10 November, 2020

Overcoming Europe’s data inferiority complex: why ePrivacy must be reformed

By Lise Fuhr and Daniel Pataki

The European Union has a data inferiority complex. This risks undermining the bloc’s digital sovereignty goals and could hamper the long-term strategic interests of Europe’s citizens and businesses. The new ePrivacy Regulation proposal from the German presidency of the European Council would further aggravate the situation. Let us explain why.

Europe’s data sovereignty vision, explained

Thierry Breton, European Commissioner for Internal market, has a visionto make Europe a global data hub, both personal and industrial, benefiting all European economic players – SMEs, start-ups, large groups – and, of course, all European citizens”. We agree with him.

The COVID-19 pandemic has laid bare that Europe must leave behind the illusion that it can simply sit and regulate digital services developed by foreign companies. While regulation is critically important, there is no substitute for global industrial leadership. This is why the telecoms sector supports the new direction of European Commission President Ursula von der Leyen and Commissioner Breton: Europe must build industrial leadership at home and become an exporter of data-based services abroad.

This means unleashing European innovation in data, ranging from AI to cloud services, the industrial internet and more.
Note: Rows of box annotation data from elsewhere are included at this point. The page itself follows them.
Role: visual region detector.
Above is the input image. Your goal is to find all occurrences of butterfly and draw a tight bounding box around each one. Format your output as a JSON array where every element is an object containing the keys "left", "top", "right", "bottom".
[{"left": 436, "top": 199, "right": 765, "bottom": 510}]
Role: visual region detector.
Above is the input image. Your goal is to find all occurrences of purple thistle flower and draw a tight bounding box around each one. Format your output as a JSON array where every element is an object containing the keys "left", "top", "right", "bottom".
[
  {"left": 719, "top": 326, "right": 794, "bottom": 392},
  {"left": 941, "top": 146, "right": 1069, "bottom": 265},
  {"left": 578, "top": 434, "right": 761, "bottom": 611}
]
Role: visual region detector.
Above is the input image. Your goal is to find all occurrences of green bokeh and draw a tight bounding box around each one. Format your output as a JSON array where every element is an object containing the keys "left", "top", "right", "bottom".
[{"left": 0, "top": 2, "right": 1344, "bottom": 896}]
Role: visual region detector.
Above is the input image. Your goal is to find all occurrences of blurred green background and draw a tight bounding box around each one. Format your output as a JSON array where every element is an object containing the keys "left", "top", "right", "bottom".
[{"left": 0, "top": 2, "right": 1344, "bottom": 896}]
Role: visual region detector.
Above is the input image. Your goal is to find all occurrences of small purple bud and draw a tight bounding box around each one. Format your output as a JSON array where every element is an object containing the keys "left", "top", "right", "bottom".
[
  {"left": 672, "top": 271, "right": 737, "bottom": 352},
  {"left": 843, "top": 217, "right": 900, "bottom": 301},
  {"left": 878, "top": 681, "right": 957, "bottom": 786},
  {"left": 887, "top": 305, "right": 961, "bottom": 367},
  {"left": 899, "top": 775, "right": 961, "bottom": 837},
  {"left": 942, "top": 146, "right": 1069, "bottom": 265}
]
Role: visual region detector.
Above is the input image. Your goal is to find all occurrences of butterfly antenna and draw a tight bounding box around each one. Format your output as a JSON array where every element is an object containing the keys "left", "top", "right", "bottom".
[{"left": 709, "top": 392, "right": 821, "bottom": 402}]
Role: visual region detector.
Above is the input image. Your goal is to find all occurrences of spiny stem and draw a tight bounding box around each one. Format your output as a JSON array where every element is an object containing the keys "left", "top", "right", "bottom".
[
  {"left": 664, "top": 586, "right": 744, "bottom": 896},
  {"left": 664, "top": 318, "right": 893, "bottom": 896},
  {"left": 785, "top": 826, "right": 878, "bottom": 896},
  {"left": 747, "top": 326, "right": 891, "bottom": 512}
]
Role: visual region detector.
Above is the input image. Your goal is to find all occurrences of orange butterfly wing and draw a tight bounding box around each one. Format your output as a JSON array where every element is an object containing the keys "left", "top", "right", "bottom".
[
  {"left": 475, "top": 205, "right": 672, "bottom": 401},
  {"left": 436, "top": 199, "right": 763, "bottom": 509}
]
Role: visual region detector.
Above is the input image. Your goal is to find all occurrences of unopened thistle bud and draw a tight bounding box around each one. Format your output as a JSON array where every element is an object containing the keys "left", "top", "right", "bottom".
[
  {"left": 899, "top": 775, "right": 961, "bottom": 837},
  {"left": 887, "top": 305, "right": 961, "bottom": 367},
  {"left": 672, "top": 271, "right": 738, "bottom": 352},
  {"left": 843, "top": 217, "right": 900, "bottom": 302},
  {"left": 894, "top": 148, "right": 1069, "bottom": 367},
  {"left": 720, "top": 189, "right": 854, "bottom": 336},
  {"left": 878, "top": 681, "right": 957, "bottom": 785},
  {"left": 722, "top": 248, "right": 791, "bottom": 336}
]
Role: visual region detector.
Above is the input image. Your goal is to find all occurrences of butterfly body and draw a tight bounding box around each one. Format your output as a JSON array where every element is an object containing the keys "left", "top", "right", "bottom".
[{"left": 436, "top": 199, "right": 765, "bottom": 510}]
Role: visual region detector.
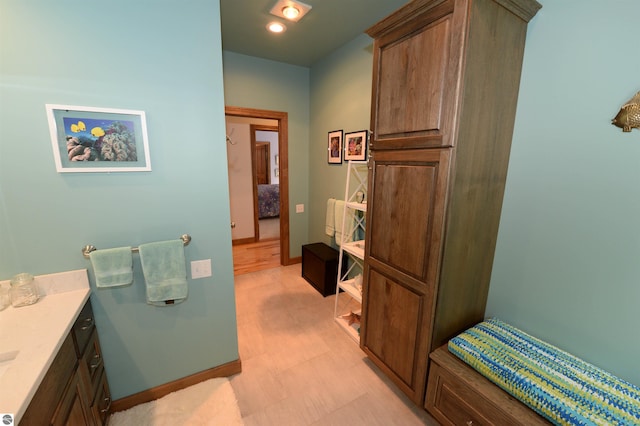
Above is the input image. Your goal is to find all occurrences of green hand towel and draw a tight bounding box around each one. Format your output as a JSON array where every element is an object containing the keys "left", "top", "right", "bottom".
[
  {"left": 139, "top": 240, "right": 189, "bottom": 306},
  {"left": 89, "top": 247, "right": 133, "bottom": 288}
]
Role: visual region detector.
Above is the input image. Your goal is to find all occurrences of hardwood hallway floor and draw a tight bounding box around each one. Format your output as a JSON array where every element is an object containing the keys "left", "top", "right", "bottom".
[
  {"left": 230, "top": 264, "right": 438, "bottom": 426},
  {"left": 233, "top": 239, "right": 280, "bottom": 275}
]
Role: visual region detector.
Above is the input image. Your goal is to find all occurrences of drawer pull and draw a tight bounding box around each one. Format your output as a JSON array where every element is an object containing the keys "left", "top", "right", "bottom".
[
  {"left": 89, "top": 354, "right": 102, "bottom": 371},
  {"left": 100, "top": 397, "right": 111, "bottom": 414},
  {"left": 80, "top": 318, "right": 93, "bottom": 331}
]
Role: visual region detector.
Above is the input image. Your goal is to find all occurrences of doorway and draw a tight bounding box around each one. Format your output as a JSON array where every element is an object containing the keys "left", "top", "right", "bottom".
[{"left": 225, "top": 106, "right": 291, "bottom": 265}]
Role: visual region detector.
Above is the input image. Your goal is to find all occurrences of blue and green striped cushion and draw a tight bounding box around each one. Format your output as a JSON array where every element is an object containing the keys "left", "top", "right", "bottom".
[{"left": 448, "top": 319, "right": 640, "bottom": 425}]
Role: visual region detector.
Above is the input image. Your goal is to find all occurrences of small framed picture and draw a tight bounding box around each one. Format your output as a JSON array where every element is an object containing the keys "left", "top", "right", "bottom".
[
  {"left": 327, "top": 130, "right": 342, "bottom": 164},
  {"left": 344, "top": 130, "right": 369, "bottom": 161},
  {"left": 46, "top": 104, "right": 151, "bottom": 173}
]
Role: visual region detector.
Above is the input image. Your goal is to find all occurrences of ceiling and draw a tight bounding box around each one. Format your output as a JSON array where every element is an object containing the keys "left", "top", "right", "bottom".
[{"left": 220, "top": 0, "right": 408, "bottom": 67}]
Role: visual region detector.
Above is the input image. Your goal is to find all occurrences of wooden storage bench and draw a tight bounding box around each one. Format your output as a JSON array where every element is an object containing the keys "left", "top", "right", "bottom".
[
  {"left": 302, "top": 243, "right": 346, "bottom": 297},
  {"left": 425, "top": 345, "right": 550, "bottom": 426}
]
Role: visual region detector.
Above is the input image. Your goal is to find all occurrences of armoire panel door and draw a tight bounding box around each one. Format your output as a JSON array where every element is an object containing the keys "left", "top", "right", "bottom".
[
  {"left": 366, "top": 149, "right": 449, "bottom": 282},
  {"left": 360, "top": 149, "right": 451, "bottom": 403},
  {"left": 369, "top": 0, "right": 462, "bottom": 149},
  {"left": 363, "top": 268, "right": 424, "bottom": 388}
]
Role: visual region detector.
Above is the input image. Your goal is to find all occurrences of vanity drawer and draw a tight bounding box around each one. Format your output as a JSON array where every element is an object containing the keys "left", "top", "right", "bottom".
[
  {"left": 72, "top": 300, "right": 96, "bottom": 358},
  {"left": 91, "top": 371, "right": 111, "bottom": 426},
  {"left": 79, "top": 330, "right": 104, "bottom": 401},
  {"left": 425, "top": 346, "right": 549, "bottom": 426}
]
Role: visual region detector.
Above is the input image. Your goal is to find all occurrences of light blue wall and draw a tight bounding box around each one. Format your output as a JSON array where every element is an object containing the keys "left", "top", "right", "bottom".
[
  {"left": 223, "top": 51, "right": 309, "bottom": 258},
  {"left": 487, "top": 0, "right": 640, "bottom": 385},
  {"left": 309, "top": 34, "right": 373, "bottom": 246},
  {"left": 0, "top": 0, "right": 238, "bottom": 399}
]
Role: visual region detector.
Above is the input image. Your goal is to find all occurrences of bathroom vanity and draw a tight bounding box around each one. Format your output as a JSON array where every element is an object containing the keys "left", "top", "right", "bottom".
[{"left": 0, "top": 269, "right": 111, "bottom": 425}]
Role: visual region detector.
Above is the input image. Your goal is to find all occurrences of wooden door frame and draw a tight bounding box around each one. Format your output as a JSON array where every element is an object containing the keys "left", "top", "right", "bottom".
[
  {"left": 224, "top": 106, "right": 291, "bottom": 265},
  {"left": 249, "top": 124, "right": 282, "bottom": 242}
]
The benefits are clear: digital products and services developed in Europe will be designed around our core values, with personal data and privacy on top of the list.

There should be no dilemma between privacy and innovation. The big question is: how do we foster European digital innovation in a privacy-friendly way and in coherence with European values? The answer must align the ePrivacy Regulation with the General Data Protection Regulation (GDPR), or risk failure.